The effects of soy protein containing isoflavones on lipids and indices of bone resorption in postmenopausal women.

Abstract: OBJECTIVE To assess the effect of a dietary soy protein supplement containing isoflavones on lipids and indices of bone resorption in postmenopausal women. DESIGN Placebo-controlled, double-blind, randomized study. PATIENTS One hundred and six postmenopausal women were randomized to dietary soy supplementation (n = 51) or placebo (n = 55) for 3 months, of which 78 were included in the final analysis. MEASUREMENTS Lipid profiles including total, low-density lipoprotein (LDL) and HDL cholesterol as well as triacylglycerol were measured.
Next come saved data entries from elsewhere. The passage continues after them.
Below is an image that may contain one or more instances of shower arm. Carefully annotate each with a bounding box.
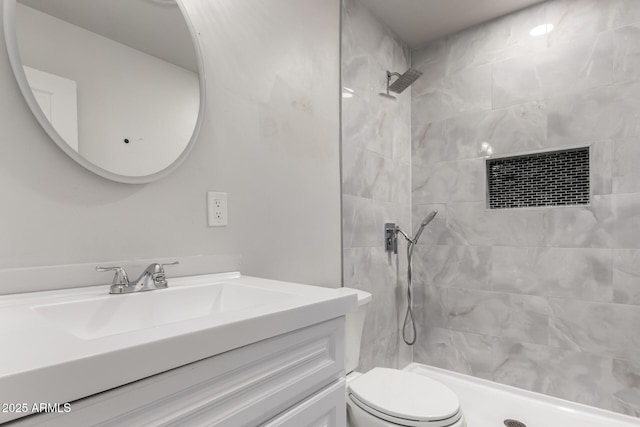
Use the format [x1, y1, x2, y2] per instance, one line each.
[396, 225, 416, 244]
[387, 71, 402, 88]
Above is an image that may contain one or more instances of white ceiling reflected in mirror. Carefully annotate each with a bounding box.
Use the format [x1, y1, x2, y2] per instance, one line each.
[3, 0, 204, 184]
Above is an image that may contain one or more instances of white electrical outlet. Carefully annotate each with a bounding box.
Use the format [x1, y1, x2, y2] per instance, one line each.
[207, 191, 229, 227]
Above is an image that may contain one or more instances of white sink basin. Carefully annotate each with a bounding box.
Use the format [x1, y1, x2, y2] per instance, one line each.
[0, 273, 356, 424]
[32, 283, 294, 340]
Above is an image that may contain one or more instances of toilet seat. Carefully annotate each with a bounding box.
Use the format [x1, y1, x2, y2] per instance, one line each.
[348, 368, 462, 427]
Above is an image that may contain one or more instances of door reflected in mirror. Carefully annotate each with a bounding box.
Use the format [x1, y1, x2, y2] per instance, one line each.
[5, 0, 202, 182]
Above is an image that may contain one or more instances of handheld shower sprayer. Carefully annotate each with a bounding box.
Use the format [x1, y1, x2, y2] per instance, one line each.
[413, 210, 438, 244]
[385, 210, 438, 345]
[378, 68, 422, 100]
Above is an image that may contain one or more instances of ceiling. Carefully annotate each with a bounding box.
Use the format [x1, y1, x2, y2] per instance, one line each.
[363, 0, 543, 48]
[18, 0, 198, 72]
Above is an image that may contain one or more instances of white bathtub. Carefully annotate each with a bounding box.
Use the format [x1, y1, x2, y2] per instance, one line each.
[404, 363, 640, 427]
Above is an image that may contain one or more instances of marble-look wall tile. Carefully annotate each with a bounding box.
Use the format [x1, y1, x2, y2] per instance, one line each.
[492, 341, 612, 409]
[493, 32, 613, 108]
[612, 136, 640, 193]
[590, 141, 615, 195]
[413, 325, 495, 380]
[613, 249, 640, 305]
[447, 202, 550, 246]
[411, 158, 486, 203]
[546, 196, 617, 248]
[491, 246, 613, 302]
[546, 0, 618, 46]
[411, 120, 454, 167]
[342, 95, 376, 149]
[342, 195, 383, 248]
[411, 0, 640, 415]
[342, 0, 412, 371]
[358, 332, 413, 372]
[444, 288, 548, 344]
[446, 5, 547, 74]
[413, 282, 449, 333]
[411, 40, 447, 90]
[612, 193, 640, 249]
[445, 102, 548, 159]
[411, 67, 491, 126]
[549, 298, 640, 362]
[613, 25, 640, 82]
[413, 245, 492, 290]
[613, 360, 640, 417]
[547, 80, 640, 145]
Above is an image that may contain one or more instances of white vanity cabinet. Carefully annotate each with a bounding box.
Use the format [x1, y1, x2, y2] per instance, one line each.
[11, 317, 346, 427]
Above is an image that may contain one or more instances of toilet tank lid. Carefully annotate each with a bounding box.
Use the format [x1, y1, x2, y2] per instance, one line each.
[337, 288, 373, 307]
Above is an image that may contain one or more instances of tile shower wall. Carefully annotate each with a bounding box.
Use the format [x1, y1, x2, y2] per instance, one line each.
[342, 0, 411, 371]
[412, 0, 640, 416]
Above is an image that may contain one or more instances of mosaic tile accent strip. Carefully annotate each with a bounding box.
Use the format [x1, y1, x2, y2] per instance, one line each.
[487, 147, 590, 209]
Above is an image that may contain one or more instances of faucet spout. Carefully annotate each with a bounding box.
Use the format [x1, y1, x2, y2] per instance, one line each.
[98, 261, 178, 294]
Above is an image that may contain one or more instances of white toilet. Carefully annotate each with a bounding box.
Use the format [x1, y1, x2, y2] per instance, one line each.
[342, 288, 466, 427]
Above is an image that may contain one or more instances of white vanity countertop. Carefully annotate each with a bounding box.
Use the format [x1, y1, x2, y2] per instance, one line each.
[0, 273, 357, 422]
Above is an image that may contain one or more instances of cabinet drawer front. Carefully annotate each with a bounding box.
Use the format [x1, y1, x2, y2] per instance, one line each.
[15, 317, 344, 427]
[262, 378, 347, 427]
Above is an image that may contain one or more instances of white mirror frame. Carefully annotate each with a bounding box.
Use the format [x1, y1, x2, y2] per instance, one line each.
[0, 0, 206, 184]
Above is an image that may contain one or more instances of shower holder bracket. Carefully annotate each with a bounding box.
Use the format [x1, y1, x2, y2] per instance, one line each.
[384, 222, 398, 254]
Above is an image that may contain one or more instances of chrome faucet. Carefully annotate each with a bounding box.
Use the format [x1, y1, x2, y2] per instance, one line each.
[96, 261, 178, 294]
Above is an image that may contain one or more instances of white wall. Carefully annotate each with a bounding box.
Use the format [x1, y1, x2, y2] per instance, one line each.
[16, 4, 200, 176]
[0, 0, 341, 292]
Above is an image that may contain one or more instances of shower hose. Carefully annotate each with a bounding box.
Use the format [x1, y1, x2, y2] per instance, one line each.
[402, 239, 418, 345]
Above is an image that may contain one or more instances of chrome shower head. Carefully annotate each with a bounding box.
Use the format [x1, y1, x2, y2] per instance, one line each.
[413, 210, 438, 244]
[378, 91, 396, 101]
[387, 68, 422, 93]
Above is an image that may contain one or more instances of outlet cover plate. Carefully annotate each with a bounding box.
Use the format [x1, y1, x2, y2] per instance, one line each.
[207, 191, 229, 227]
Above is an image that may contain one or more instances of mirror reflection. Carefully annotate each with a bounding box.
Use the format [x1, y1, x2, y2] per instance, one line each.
[16, 0, 200, 177]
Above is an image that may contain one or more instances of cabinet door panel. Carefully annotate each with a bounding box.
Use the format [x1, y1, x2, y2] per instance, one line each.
[8, 317, 344, 427]
[262, 378, 347, 427]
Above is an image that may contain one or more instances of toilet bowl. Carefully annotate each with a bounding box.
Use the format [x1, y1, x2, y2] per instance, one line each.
[341, 288, 466, 427]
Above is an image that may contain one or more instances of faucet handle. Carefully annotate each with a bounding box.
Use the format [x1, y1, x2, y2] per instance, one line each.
[152, 261, 179, 288]
[96, 266, 129, 286]
[160, 261, 180, 270]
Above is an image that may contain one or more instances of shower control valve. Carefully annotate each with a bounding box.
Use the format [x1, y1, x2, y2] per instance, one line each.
[384, 222, 398, 254]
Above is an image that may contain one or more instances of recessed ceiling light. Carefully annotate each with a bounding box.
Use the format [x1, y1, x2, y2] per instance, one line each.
[342, 87, 353, 98]
[529, 24, 553, 37]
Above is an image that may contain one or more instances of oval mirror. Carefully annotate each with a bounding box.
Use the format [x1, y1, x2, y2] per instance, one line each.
[3, 0, 204, 184]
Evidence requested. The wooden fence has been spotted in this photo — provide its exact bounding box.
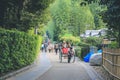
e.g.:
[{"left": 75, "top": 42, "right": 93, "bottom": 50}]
[{"left": 102, "top": 48, "right": 120, "bottom": 80}]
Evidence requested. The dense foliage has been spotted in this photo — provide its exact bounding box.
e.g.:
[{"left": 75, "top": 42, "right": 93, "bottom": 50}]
[
  {"left": 50, "top": 0, "right": 95, "bottom": 40},
  {"left": 0, "top": 29, "right": 42, "bottom": 74}
]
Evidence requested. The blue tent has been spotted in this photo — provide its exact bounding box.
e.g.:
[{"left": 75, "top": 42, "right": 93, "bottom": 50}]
[{"left": 84, "top": 51, "right": 94, "bottom": 62}]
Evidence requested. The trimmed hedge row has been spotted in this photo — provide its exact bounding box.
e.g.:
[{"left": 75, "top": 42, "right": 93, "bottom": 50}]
[{"left": 0, "top": 29, "right": 42, "bottom": 74}]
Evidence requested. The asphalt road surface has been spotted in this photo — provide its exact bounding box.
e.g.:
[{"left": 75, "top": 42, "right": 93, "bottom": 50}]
[{"left": 37, "top": 53, "right": 93, "bottom": 80}]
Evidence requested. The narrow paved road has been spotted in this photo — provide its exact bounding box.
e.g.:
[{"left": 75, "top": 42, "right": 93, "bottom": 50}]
[
  {"left": 37, "top": 53, "right": 93, "bottom": 80},
  {"left": 6, "top": 53, "right": 103, "bottom": 80}
]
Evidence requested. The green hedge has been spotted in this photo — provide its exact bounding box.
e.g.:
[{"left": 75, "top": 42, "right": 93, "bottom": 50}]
[{"left": 0, "top": 29, "right": 42, "bottom": 74}]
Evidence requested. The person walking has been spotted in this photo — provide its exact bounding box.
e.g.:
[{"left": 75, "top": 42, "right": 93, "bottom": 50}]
[{"left": 54, "top": 43, "right": 58, "bottom": 55}]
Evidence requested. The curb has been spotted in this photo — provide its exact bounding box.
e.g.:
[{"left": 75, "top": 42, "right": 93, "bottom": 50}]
[
  {"left": 0, "top": 63, "right": 35, "bottom": 80},
  {"left": 0, "top": 53, "right": 40, "bottom": 80}
]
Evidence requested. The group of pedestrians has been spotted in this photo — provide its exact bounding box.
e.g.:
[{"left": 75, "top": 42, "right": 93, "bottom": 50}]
[{"left": 41, "top": 41, "right": 75, "bottom": 63}]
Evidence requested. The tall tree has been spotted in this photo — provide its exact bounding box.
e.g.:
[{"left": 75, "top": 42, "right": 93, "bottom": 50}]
[{"left": 101, "top": 0, "right": 120, "bottom": 47}]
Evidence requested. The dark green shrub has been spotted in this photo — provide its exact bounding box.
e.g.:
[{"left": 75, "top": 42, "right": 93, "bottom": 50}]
[
  {"left": 84, "top": 37, "right": 102, "bottom": 46},
  {"left": 75, "top": 47, "right": 81, "bottom": 58},
  {"left": 0, "top": 29, "right": 41, "bottom": 73},
  {"left": 109, "top": 41, "right": 119, "bottom": 49}
]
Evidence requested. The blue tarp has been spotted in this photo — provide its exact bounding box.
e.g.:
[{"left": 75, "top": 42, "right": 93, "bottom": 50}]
[
  {"left": 84, "top": 49, "right": 102, "bottom": 62},
  {"left": 97, "top": 49, "right": 102, "bottom": 53},
  {"left": 84, "top": 51, "right": 93, "bottom": 62}
]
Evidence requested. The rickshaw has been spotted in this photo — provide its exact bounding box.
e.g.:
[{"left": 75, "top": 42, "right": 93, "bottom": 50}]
[{"left": 59, "top": 48, "right": 75, "bottom": 63}]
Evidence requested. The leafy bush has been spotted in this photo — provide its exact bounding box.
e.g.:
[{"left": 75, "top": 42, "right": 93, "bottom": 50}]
[
  {"left": 84, "top": 37, "right": 102, "bottom": 46},
  {"left": 60, "top": 33, "right": 80, "bottom": 44},
  {"left": 109, "top": 41, "right": 119, "bottom": 49},
  {"left": 0, "top": 29, "right": 41, "bottom": 73},
  {"left": 75, "top": 47, "right": 81, "bottom": 58}
]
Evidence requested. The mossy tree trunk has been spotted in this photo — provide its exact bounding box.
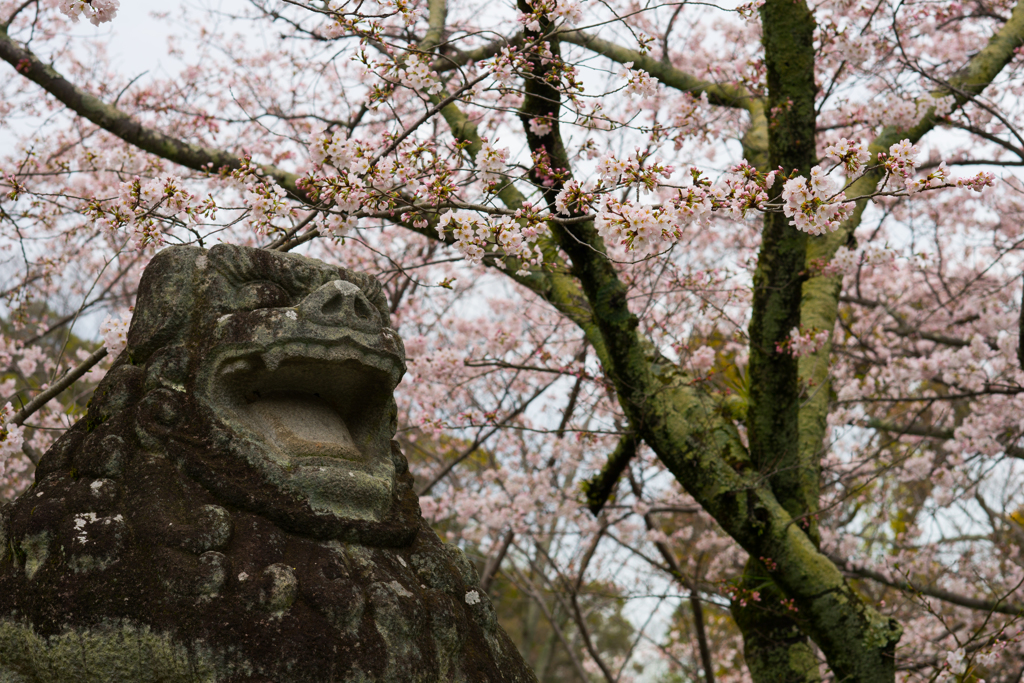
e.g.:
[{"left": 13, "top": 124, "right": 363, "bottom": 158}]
[
  {"left": 732, "top": 0, "right": 820, "bottom": 683},
  {"left": 520, "top": 0, "right": 900, "bottom": 683}
]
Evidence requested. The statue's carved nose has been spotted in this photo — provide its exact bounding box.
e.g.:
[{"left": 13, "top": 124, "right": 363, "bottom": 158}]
[{"left": 299, "top": 280, "right": 381, "bottom": 331}]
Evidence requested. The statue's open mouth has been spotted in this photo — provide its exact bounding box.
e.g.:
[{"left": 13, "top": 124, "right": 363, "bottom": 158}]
[{"left": 213, "top": 342, "right": 394, "bottom": 471}]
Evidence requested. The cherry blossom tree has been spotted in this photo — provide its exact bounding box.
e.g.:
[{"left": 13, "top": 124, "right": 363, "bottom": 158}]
[{"left": 0, "top": 0, "right": 1024, "bottom": 683}]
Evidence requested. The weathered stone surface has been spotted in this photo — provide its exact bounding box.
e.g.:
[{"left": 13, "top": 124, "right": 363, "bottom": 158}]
[{"left": 0, "top": 246, "right": 535, "bottom": 683}]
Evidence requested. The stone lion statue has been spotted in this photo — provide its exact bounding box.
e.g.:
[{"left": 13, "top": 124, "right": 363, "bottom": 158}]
[{"left": 0, "top": 245, "right": 536, "bottom": 683}]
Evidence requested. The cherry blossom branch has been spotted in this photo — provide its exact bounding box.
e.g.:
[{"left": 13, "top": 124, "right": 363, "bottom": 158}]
[
  {"left": 417, "top": 378, "right": 559, "bottom": 496},
  {"left": 0, "top": 30, "right": 306, "bottom": 201},
  {"left": 833, "top": 557, "right": 1024, "bottom": 616},
  {"left": 10, "top": 346, "right": 108, "bottom": 425},
  {"left": 557, "top": 31, "right": 768, "bottom": 168}
]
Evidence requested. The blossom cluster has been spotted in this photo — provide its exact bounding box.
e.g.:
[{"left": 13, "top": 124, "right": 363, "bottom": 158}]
[
  {"left": 89, "top": 173, "right": 209, "bottom": 249},
  {"left": 436, "top": 210, "right": 543, "bottom": 274},
  {"left": 0, "top": 403, "right": 25, "bottom": 477},
  {"left": 398, "top": 54, "right": 441, "bottom": 95},
  {"left": 57, "top": 0, "right": 121, "bottom": 26},
  {"left": 516, "top": 0, "right": 583, "bottom": 33},
  {"left": 775, "top": 328, "right": 829, "bottom": 358},
  {"left": 782, "top": 166, "right": 854, "bottom": 234},
  {"left": 621, "top": 61, "right": 657, "bottom": 99},
  {"left": 99, "top": 315, "right": 129, "bottom": 357}
]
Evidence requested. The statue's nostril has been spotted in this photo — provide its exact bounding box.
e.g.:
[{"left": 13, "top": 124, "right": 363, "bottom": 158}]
[
  {"left": 321, "top": 294, "right": 345, "bottom": 315},
  {"left": 354, "top": 296, "right": 374, "bottom": 321}
]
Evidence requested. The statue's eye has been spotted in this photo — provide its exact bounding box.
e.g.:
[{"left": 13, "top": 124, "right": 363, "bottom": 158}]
[{"left": 233, "top": 280, "right": 292, "bottom": 310}]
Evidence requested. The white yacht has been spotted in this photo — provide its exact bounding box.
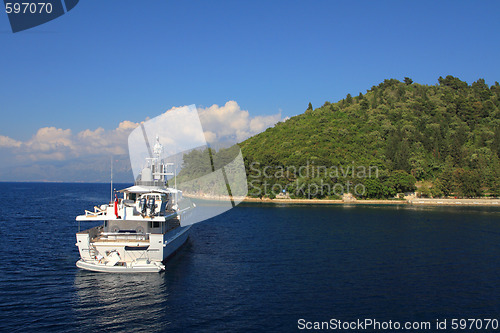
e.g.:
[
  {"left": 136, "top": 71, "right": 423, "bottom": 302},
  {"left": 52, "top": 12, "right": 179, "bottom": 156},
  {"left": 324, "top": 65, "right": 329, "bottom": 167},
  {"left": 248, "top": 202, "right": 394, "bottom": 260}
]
[{"left": 75, "top": 138, "right": 194, "bottom": 273}]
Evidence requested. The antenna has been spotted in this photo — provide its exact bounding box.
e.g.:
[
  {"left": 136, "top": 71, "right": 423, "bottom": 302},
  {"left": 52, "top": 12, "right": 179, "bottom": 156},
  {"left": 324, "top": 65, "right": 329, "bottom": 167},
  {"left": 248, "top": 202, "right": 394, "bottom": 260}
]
[{"left": 109, "top": 155, "right": 113, "bottom": 202}]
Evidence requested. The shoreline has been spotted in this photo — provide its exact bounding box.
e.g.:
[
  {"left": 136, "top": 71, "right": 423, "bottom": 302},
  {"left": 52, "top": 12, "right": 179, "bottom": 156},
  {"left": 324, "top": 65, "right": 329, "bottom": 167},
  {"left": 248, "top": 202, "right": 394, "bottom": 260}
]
[{"left": 184, "top": 194, "right": 500, "bottom": 207}]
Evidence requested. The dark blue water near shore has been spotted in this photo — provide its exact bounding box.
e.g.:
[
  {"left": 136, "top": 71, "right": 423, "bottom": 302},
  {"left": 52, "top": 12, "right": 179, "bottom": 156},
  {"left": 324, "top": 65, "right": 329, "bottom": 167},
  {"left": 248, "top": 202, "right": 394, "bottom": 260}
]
[{"left": 0, "top": 183, "right": 500, "bottom": 332}]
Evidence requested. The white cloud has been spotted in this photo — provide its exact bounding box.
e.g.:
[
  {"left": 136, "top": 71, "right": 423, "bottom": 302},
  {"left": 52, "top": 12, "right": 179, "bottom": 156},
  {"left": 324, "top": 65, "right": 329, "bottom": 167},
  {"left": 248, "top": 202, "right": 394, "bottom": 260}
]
[
  {"left": 0, "top": 135, "right": 22, "bottom": 148},
  {"left": 198, "top": 101, "right": 281, "bottom": 142},
  {"left": 0, "top": 101, "right": 282, "bottom": 179}
]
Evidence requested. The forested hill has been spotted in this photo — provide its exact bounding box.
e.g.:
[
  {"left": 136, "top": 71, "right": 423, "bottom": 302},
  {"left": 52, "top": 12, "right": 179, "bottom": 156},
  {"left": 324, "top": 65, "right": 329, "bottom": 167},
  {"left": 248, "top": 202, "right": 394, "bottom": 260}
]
[{"left": 240, "top": 76, "right": 500, "bottom": 198}]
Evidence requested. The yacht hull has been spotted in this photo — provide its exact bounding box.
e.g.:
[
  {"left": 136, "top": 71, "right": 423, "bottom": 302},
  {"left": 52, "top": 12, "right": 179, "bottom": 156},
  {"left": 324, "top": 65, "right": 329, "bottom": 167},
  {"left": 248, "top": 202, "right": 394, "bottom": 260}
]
[{"left": 76, "top": 225, "right": 191, "bottom": 273}]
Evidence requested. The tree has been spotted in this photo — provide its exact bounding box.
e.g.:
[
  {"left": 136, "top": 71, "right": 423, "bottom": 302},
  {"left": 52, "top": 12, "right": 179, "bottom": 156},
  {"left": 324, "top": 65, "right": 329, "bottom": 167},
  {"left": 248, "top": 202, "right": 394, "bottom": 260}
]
[
  {"left": 453, "top": 168, "right": 481, "bottom": 198},
  {"left": 345, "top": 94, "right": 352, "bottom": 105},
  {"left": 388, "top": 170, "right": 417, "bottom": 193}
]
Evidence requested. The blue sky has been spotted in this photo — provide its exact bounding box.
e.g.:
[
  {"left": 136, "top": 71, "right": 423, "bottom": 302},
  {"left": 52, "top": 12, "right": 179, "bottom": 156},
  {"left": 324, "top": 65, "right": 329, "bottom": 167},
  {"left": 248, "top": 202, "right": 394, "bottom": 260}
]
[{"left": 0, "top": 0, "right": 500, "bottom": 180}]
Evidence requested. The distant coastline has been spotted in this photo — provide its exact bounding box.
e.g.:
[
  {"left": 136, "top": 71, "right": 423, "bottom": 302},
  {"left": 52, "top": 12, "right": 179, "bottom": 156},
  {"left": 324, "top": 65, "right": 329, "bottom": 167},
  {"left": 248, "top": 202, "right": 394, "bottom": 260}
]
[{"left": 184, "top": 194, "right": 500, "bottom": 207}]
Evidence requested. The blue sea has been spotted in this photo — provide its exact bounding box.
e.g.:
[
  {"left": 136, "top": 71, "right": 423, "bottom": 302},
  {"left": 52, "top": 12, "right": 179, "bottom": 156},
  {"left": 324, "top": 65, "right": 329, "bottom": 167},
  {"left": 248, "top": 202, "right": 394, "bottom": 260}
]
[{"left": 0, "top": 183, "right": 500, "bottom": 333}]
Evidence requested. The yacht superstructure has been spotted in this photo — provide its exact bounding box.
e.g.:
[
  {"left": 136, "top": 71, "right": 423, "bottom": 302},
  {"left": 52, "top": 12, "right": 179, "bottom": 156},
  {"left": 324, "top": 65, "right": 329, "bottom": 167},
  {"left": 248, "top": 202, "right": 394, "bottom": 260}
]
[{"left": 76, "top": 137, "right": 194, "bottom": 273}]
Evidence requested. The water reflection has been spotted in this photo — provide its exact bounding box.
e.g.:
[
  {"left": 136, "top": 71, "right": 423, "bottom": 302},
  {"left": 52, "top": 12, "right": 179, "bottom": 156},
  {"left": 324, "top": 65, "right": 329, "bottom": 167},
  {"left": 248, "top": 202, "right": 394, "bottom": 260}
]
[{"left": 74, "top": 270, "right": 169, "bottom": 332}]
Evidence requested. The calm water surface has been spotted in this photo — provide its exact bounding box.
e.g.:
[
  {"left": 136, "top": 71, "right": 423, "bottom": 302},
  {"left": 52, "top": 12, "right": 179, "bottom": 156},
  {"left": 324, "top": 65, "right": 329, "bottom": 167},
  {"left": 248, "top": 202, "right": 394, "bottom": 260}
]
[{"left": 0, "top": 183, "right": 500, "bottom": 332}]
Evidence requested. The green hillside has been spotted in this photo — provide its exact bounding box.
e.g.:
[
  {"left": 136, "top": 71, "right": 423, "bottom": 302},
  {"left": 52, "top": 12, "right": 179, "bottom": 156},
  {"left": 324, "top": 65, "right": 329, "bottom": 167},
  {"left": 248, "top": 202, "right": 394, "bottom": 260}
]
[{"left": 240, "top": 76, "right": 500, "bottom": 198}]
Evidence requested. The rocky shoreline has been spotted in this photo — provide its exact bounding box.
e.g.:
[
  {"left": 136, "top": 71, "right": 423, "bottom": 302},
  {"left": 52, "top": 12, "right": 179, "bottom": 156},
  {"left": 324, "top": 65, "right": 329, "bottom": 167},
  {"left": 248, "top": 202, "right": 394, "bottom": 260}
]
[{"left": 184, "top": 194, "right": 500, "bottom": 207}]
Pyridinoline and deoxypyridinoline were used as markers of bone resorption. Urinary isoflavone excretion was measured to assess compliance. RESULTS There was a significantly greater increase in urinary isoflavone excretion detected in the soy group compared to placebo. Lipid profiles improved with significant decreases in LDL cholesterol (-0.60 +/- 0.10 vs.-0.29 +/- 0.09 mmol/l, P < 0.05), triacylglycerol (-0.22 +/- 0.07 vs. +0.01 +/- 0.05 mmol/l, P < 0.005) and the LDL : HDL ratio (-0.32 +/- 0.10 vs. +0.20 +/- 0.10, P < 0.005) in the soy group compared to placebo. There were no significant differences between the soy and placebo groups for urinary excretion of pyridinoline (-3.8 +/- 3.1 vs.-0.8 +/- 3.1 nmol/mmolCr, P = 0.4) or deoxypyridinoline (-0.8 +/- 0.9 vs.-0.3 +/- 0.7 nmol/mmolCr, P = 0.4). CONCLUSIONS In postmenopausal women, dietary supplementation with soy protein containing isoflavones does not appear to have oestrogenic effects on markers of bone resorption. Soy protein favourably affected lipids; however, these effects (fall in triacylglycerol and no change in HDL) differ from those observed with oral oestrogen. These findings suggest that soy may not have biologically significant oestrogenic effects on bone resorption and we hypothesize that the lipid effects may be mediated, at least in part, through nonoestrogenic mechanisms.